It’s six in the morning and you’ve been up since two with the baby, who would only shut her eyes if you walked her up and down the apartment, your feet in their plastic slippers logging miles back and forth above greenish-gold shag carpet infested with tiny bits of paper and graham cracker crumbs. The other two children need to get off to school in time for the breakfast program, since one of their fathers stopped by to tell you he really loved you and was coming home—before he dug your food stamps out of the Tupperware jar and sold them for a $20 rock. You yell at the kids, threaten to kick their asses if they don’t get out of bed, and you keep your voice loud and hard to keep yourself awake, to keep the silence from settling in through the gray windows.

When the kids are off to school, it’s time to take your meds. Five large blue pills with no coating. Each is the size, shape and texture of a small piece of chalk. No matter how large a sip of Sunny Delight orange-flavored fruit drink you take, the pills sometimes stick in your throat. Sometimes you choke and they fly out of your mouth, occasionally even lodge in your nose.

You smoke cigarettes and wait for the phone to ring, which it seldom does no matter how much you focus your will on it. Girlfriends stopped calling as long as three years ago when they found out you had the virus. Your mother is in another city and has her own problems, problems just as big as yours, and she calls only once in a while just to let you know that. Sometimes the baby’s father calls, and for a minute the room will flood with warm, orange light as he promises to stop by this week. When he hangs up, reality buzzes into the dial tone, a hollow drone, like the sound of the fluorescent tubes that turn the kitchen a bright bone-white. The house needs picking up, strewn as it is with plastic toys, fast-food containers, summonses and notices and forms from social services—black spidery markings you can barely decipher that make your head hurt.

Then it’s time to get some groceries. You walk the six long blocks, baby in a Snuggli pouch with nothing to break the wind under a wide-open sky, thinking that at least it’s not summer with the sun baking down. A gallon of milk, bread and Flavorite cheese food by the slice, with just enough money left for a pack of generic cigarettes. You suck one down, greedy and grateful. On the way home, pushing your cart over the cracks and rises in the broken sidewalk, you run into your neighbor. Summoning all your energy, you talk bright and loud and brave—no one had better see you sinking. When you get home it’s time for your afternoon meds—six pieces of blue chalk. You gag on the third one, bile rising into your throat and nose. The other three sit there forgotten while you rinse out your mouth and turn on Jenny.

Then it’s time to get to the clinic. You have just enough time to get there and back before the kids get home from school.

After taking a trip involving three buses, two transfers with 10-minute waits between, dragging the stroller up and down steps, you are relieved to sit down in the warm clinic waiting room with its “healing” magazines full of bright, saturated images of fresh vegetables and protein drinks.
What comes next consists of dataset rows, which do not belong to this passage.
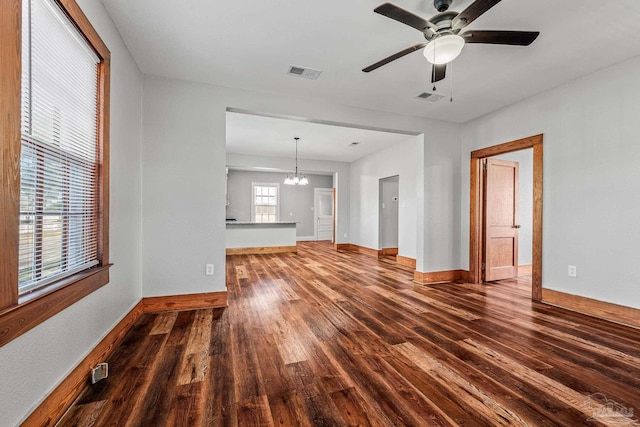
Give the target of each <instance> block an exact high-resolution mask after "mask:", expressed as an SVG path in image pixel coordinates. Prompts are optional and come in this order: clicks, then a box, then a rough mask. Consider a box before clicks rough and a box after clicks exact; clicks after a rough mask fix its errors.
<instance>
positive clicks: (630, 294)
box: [460, 57, 640, 308]
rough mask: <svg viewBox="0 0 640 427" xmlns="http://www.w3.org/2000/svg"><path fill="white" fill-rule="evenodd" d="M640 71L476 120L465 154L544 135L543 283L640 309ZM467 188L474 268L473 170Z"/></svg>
mask: <svg viewBox="0 0 640 427" xmlns="http://www.w3.org/2000/svg"><path fill="white" fill-rule="evenodd" d="M639 74H640V57H637V58H634V59H631V60H628V61H625V62H622V63H619V64H617V65H614V66H612V67H608V68H606V69H603V70H601V71H599V72H597V73H594V74H591V75H589V76H587V77H584V78H582V79H579V80H576V81H574V82H571V83H569V84H566V85H563V86H560V87H557V88H555V89H553V90H551V91H549V92H545V93H542V94H539V95H537V96H535V97H532V98H530V99H528V100H525V101H522V102H519V103H517V104H514V105H511V106H510V107H508V108H505V109H503V110H500V111H497V112H495V113H492V114H489V115H487V116H485V117H482V118H479V119H477V120H474V121H472V122H469V123H467V124H465V125H464V126H463V152H462V157H463V160H464V163H463V164H467V165H468V162H469V160H468V159H469V153H470V151H472V150H475V149H478V148H482V147H488V146H492V145H496V144H501V143H504V142H508V141H512V140H515V139H518V138H523V137H527V136H531V135H535V134H540V133H542V134H544V198H543V228H544V230H543V242H542V244H543V265H542V269H543V271H542V273H543V274H542V283H543V287H545V288H549V289H554V290H557V291H561V292H566V293H569V294H576V295H581V296H585V297H589V298H595V299H598V300H601V301H608V302H611V303H617V304H622V305H626V306H630V307H635V308H640V292H638V286H637V274H636V272H635V270H634V267H633V266H635V265H636V263H637V260H638V258H639V257H640V249H639V248H640V247H639V246H638V241H640V227H637V226H636V224H637V221H638V218H639V217H640V199H639V198H638V197H636V195H637V194H640V168H639V167H638V165H640V144H638V142H637V141H638V135H639V134H640V120H638V99H640V79H638V75H639ZM461 188H462V206H463V210H462V211H463V214H464V215H463V217H462V222H461V227H462V229H463V233H462V234H461V242H460V245H461V247H462V248H463V250H462V252H461V254H462V257H461V264H462V265H464V266H468V255H467V254H468V247H469V215H468V206H469V170H468V166H466V167H465V168H464V169H463V179H462V187H461ZM568 265H575V266H576V267H577V277H568V275H567V269H568Z"/></svg>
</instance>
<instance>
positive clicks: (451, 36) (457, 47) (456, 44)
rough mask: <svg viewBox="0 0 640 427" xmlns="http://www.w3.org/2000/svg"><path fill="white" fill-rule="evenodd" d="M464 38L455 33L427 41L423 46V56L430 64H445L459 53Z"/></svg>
mask: <svg viewBox="0 0 640 427" xmlns="http://www.w3.org/2000/svg"><path fill="white" fill-rule="evenodd" d="M463 47H464V39H463V38H462V37H460V36H458V35H456V34H448V35H446V36H442V37H438V38H437V39H433V40H431V41H430V42H429V44H428V45H427V46H426V47H425V48H424V52H423V53H424V57H425V58H427V61H429V62H431V63H432V64H437V65H440V64H446V63H448V62H451V61H453V60H454V59H456V58H457V57H458V55H460V52H462V48H463Z"/></svg>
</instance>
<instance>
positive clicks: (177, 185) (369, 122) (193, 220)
mask: <svg viewBox="0 0 640 427" xmlns="http://www.w3.org/2000/svg"><path fill="white" fill-rule="evenodd" d="M143 97H144V106H143V150H142V162H143V169H142V182H143V188H144V192H143V229H144V234H143V249H144V250H143V286H144V295H145V296H153V295H172V294H186V293H197V292H211V291H220V290H224V289H225V281H224V268H223V266H224V262H225V248H224V246H225V245H224V231H225V166H226V163H227V162H226V159H225V157H226V156H225V150H226V147H225V118H226V110H227V108H228V107H229V108H235V109H238V110H245V111H250V112H255V113H263V114H275V115H279V116H289V117H299V118H303V119H314V120H320V121H326V122H332V123H345V124H351V125H357V126H364V127H369V128H375V129H380V128H382V129H389V130H399V131H404V132H411V133H413V134H415V135H420V134H425V135H426V136H425V138H424V145H425V146H433V147H435V146H440V145H445V146H446V147H447V148H446V149H445V151H447V152H448V151H449V150H455V153H457V154H458V155H457V156H454V155H453V154H451V153H449V157H448V159H447V161H448V163H449V165H451V164H455V163H457V164H459V162H460V160H459V151H460V125H457V124H452V123H447V122H440V121H436V120H428V119H423V118H419V117H411V116H403V115H398V114H392V113H386V112H381V111H372V110H365V109H360V108H353V107H347V106H344V105H338V104H332V103H327V102H324V101H322V100H317V99H305V98H296V97H289V96H278V95H273V94H269V93H257V92H251V91H243V90H239V89H231V88H225V87H220V86H213V85H206V84H199V83H190V82H185V81H179V80H173V79H167V78H162V77H155V76H145V77H144V95H143ZM437 152H438V149H436V148H433V149H430V150H425V153H424V155H425V157H426V156H427V155H428V156H429V157H430V158H432V157H433V161H434V162H437V160H438V156H437ZM289 162H290V159H289ZM228 164H229V165H230V166H232V165H233V163H232V162H229V163H228ZM449 165H446V166H445V167H443V168H440V169H439V170H440V171H441V172H442V179H443V182H442V183H441V184H443V186H442V187H437V185H438V182H436V181H431V180H429V181H425V183H424V186H425V189H424V191H425V193H430V192H431V191H436V192H441V191H442V192H446V191H453V190H454V188H453V185H455V183H458V181H459V174H460V172H459V168H458V169H454V168H451V167H449ZM280 167H282V166H280ZM430 167H431V164H430ZM305 168H307V166H305ZM308 169H309V170H317V169H314V168H313V166H309V167H308ZM349 179H350V178H349V176H348V175H347V176H345V175H344V174H342V175H341V174H338V176H337V179H336V181H334V183H335V184H336V185H337V186H338V196H337V197H338V209H340V210H343V211H344V212H346V213H344V215H345V216H344V217H343V218H338V224H337V233H336V240H337V242H338V243H343V242H344V243H349V242H350V241H351V236H350V235H349V233H350V231H349V227H350V221H349V220H348V216H349V212H350V210H349V203H350V200H349V190H348V189H349V188H350V187H349ZM343 184H344V187H343V186H342V185H343ZM340 188H342V190H340ZM457 188H459V185H458V186H456V187H455V189H457ZM376 191H377V190H376ZM341 208H344V209H341ZM459 208H460V198H459V197H453V196H452V197H450V198H448V199H446V200H442V203H440V204H438V205H432V206H430V209H429V210H428V211H425V221H424V224H423V230H424V233H423V234H422V235H421V236H420V237H419V239H424V240H427V241H429V246H430V247H432V246H437V243H436V241H435V240H436V239H438V238H439V236H440V235H441V234H442V231H441V229H442V228H444V229H446V230H450V229H453V228H454V226H455V228H458V225H459V223H460V221H459V216H456V215H453V213H454V212H458V211H459ZM436 228H440V230H435V232H434V229H436ZM345 236H346V237H345ZM455 236H456V237H459V235H457V234H455ZM449 237H451V236H449ZM431 240H433V241H431ZM458 240H459V239H458ZM458 240H456V242H457V241H458ZM415 246H416V245H415V244H414V245H413V247H415ZM422 257H423V255H422V254H421V255H420V256H419V258H422ZM432 257H434V254H433V253H427V254H426V255H424V258H425V259H424V262H425V264H427V265H428V264H430V263H431V258H432ZM439 257H441V258H442V259H439ZM435 259H437V260H438V262H439V263H441V264H442V263H446V264H454V263H456V264H457V263H458V260H459V254H456V253H454V252H451V251H448V252H446V253H443V254H440V255H435ZM207 263H213V264H214V265H215V271H216V274H214V275H213V276H205V275H204V268H205V264H207Z"/></svg>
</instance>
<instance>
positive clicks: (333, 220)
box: [313, 187, 336, 242]
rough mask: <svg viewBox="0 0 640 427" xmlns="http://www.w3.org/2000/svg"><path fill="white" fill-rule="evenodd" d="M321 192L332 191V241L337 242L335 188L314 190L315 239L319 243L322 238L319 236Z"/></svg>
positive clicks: (313, 227)
mask: <svg viewBox="0 0 640 427" xmlns="http://www.w3.org/2000/svg"><path fill="white" fill-rule="evenodd" d="M320 191H327V192H329V191H331V203H332V206H331V228H332V230H331V239H333V240H332V242H335V230H336V225H335V219H336V213H335V207H336V203H335V188H333V187H316V188H314V189H313V237H314V239H315V240H316V241H317V240H318V239H319V238H320V236H319V234H318V192H320Z"/></svg>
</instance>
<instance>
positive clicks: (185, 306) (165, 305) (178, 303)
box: [142, 291, 227, 313]
mask: <svg viewBox="0 0 640 427" xmlns="http://www.w3.org/2000/svg"><path fill="white" fill-rule="evenodd" d="M226 306H227V292H226V291H224V292H207V293H202V294H185V295H169V296H163V297H149V298H144V299H143V300H142V309H143V311H144V312H145V313H156V312H159V311H177V310H195V309H198V308H218V307H226Z"/></svg>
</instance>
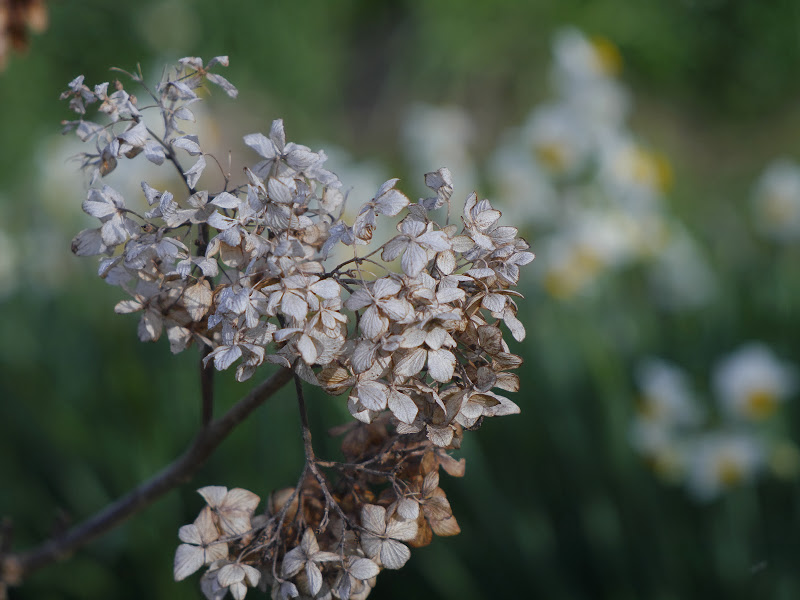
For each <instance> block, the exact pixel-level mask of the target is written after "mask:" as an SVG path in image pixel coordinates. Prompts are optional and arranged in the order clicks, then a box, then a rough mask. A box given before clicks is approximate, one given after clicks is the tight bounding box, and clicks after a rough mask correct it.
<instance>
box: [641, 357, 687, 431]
mask: <svg viewBox="0 0 800 600" xmlns="http://www.w3.org/2000/svg"><path fill="white" fill-rule="evenodd" d="M636 379H637V381H638V384H639V393H640V395H641V411H640V413H641V414H640V417H641V418H642V419H643V420H645V421H648V422H652V423H660V424H662V425H664V426H665V427H675V426H678V427H680V426H690V425H696V424H698V423H699V421H700V418H701V414H700V411H699V409H698V407H697V405H696V403H695V398H694V395H693V393H692V390H691V389H690V387H689V382H688V380H687V378H686V374H685V373H684V372H683V371H681V370H680V369H679V368H678V367H676V366H674V365H672V364H670V363H668V362H667V361H664V360H661V359H657V358H651V359H647V360H645V361H644V362H642V363H641V365H639V368H638V369H637V373H636Z"/></svg>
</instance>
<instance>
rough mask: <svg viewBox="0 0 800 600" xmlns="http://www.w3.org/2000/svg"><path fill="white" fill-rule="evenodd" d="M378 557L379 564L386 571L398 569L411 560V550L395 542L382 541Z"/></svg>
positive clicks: (394, 540) (407, 546) (391, 541)
mask: <svg viewBox="0 0 800 600" xmlns="http://www.w3.org/2000/svg"><path fill="white" fill-rule="evenodd" d="M414 525H416V523H415V524H414ZM380 557H381V563H383V566H384V567H386V568H387V569H399V568H401V567H402V566H403V565H405V564H406V562H408V559H409V558H411V550H409V549H408V546H406V545H405V544H401V543H400V542H396V541H395V540H384V542H383V544H382V545H381V553H380Z"/></svg>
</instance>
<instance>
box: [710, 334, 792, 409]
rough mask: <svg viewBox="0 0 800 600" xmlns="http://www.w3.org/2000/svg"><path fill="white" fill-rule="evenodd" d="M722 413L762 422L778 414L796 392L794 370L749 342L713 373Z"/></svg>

When the doctor comes, she looks at your charts. She explains again the importance of a low viral load and a high CD4 cell count. You’re doing well, but you could be doing better.

You have trouble listening. Your mind is already racing ahead to the rest of the day: the kids home from school. Dinner. The baby waking up, needing to be fed. Formula—are you running low? Will her father really stop by, to tell you how pretty you both are? The rug needs to be vacuumed—it’s filthy. He won’t stop by. What’s on TV tonight? You can’t remember.

“Listen,” the doctor is saying, “with complete compliance it’s possible to knock your viral load down to undetectable. You could easily live another 30 years.”

You do hear that. That’s the deal: Three times a day you take these pills that make you shudder, cough, retch, and leave a taste in your mouth like chemically treated soap. And that will guarantee you 30 more years of this. You nod, thank the doctor and get back on the bus.